The Raspberry Turk uses computer vision to recognize where the chess pieces are on the board before deciding what move to make.

The chessboard from the perspective of the Raspberry Turk's side. Arrow A chessboard diagram corresponding to the board as seen from the perspective of the Raspberry Turk.


The robot sees through a Raspberry Pi camera module attached with an HDMI cable to a fixture directly above the chessboard. For more information on how the camera is attached, and how the fixture is setup, click here.

The camera and light fixture above the chessboard.

The camera is controlled via Python OpenCV running on the Raspberry Pi. The raw image is converted to a 480x480px image by warping the perspective so the chessboard squares are equal size and the non-chessboard part of the image is cropped. A description of the process for finding the correct perspective transform matrix can be found here.

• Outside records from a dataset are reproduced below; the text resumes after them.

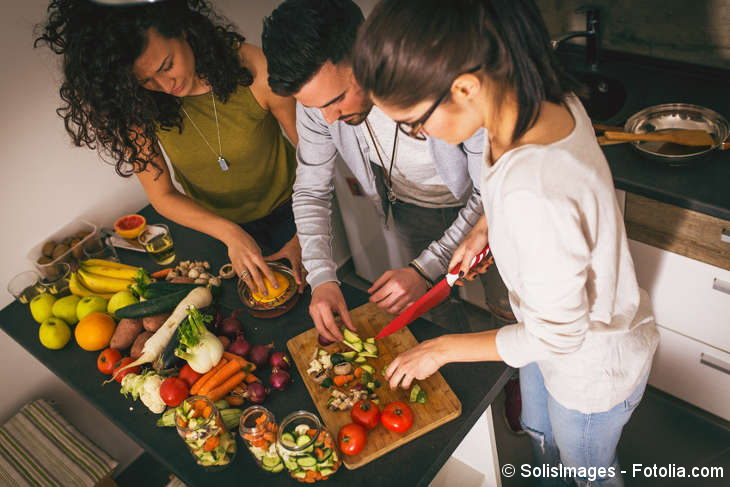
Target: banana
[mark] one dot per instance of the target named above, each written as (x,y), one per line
(109,271)
(102,284)
(107,263)
(78,289)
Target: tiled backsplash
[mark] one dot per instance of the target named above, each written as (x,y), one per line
(694,31)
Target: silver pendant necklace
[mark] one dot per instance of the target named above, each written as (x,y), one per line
(392,197)
(221,161)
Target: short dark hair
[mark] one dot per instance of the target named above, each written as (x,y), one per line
(409,51)
(302,35)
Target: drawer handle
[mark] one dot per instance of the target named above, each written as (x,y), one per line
(715,363)
(725,235)
(720,285)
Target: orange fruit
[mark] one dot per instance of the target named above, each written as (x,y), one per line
(94,331)
(130,226)
(283,283)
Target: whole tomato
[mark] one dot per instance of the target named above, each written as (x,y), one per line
(122,363)
(188,375)
(397,416)
(173,391)
(352,438)
(107,360)
(365,413)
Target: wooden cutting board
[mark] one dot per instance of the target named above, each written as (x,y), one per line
(442,405)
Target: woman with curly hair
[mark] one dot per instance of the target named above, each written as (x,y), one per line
(174,76)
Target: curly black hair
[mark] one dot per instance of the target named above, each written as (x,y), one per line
(301,35)
(104,107)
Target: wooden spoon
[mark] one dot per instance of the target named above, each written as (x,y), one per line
(676,136)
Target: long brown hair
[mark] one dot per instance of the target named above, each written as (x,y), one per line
(409,51)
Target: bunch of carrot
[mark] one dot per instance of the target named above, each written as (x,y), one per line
(226,376)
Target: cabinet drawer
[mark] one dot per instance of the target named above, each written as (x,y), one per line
(685,232)
(693,372)
(688,296)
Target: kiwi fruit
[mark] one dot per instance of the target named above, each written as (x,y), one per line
(48,248)
(59,251)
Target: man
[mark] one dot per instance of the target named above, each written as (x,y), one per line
(429,186)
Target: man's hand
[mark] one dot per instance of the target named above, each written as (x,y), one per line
(396,289)
(327,299)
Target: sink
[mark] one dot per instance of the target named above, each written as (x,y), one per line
(604,97)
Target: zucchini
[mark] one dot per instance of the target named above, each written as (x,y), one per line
(152,307)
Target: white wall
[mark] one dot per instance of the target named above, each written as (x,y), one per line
(47,182)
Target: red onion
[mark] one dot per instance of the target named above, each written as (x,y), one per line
(279,379)
(256,392)
(259,354)
(231,326)
(279,360)
(239,346)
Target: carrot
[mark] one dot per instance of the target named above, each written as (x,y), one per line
(211,443)
(223,374)
(161,274)
(244,363)
(252,378)
(206,377)
(341,380)
(226,387)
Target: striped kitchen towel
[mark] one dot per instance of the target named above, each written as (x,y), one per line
(39,447)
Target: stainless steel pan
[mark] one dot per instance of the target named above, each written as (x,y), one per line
(678,116)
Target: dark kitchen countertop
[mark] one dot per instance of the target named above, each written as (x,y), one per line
(415,463)
(704,185)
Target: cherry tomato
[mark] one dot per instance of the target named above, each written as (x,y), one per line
(365,413)
(189,375)
(173,391)
(352,438)
(397,416)
(122,363)
(107,360)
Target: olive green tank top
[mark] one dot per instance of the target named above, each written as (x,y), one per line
(261,162)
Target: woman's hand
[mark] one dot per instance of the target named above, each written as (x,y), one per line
(247,260)
(420,362)
(474,243)
(292,252)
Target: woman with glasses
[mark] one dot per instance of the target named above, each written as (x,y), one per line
(585,335)
(174,76)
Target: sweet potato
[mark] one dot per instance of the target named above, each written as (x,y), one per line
(125,333)
(139,344)
(153,323)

A raw image captured from the camera. Arrow Chessboard after warping the perspective of the raw image captured by the camera.
Raw camera capture converted to final product.

Collecting a Dataset

In order to build a system that can recognize which pieces are on which squares of a chessboard by analyzing an image we need a large dataset to train and validate a computer vision model. In order to collect a dataset I wrote several scripts and sat for hours moving pieces to capture multiple placements for every piece in every square on the board. More information on how the dataset was collected can be found here.

Timelapse of dataset collection.
Collection of a previous dataset over several hours.

Each image is then cut into 64 smaller images and stored with the appropriate label.

480x480 chessboard captured by camera. Arrow The chessboard split into 64 individual squares. Arrow An individual square containing an orange knight.
Process from raw captured chessboard data to individual labeled squares (orange, knight, f7, etc).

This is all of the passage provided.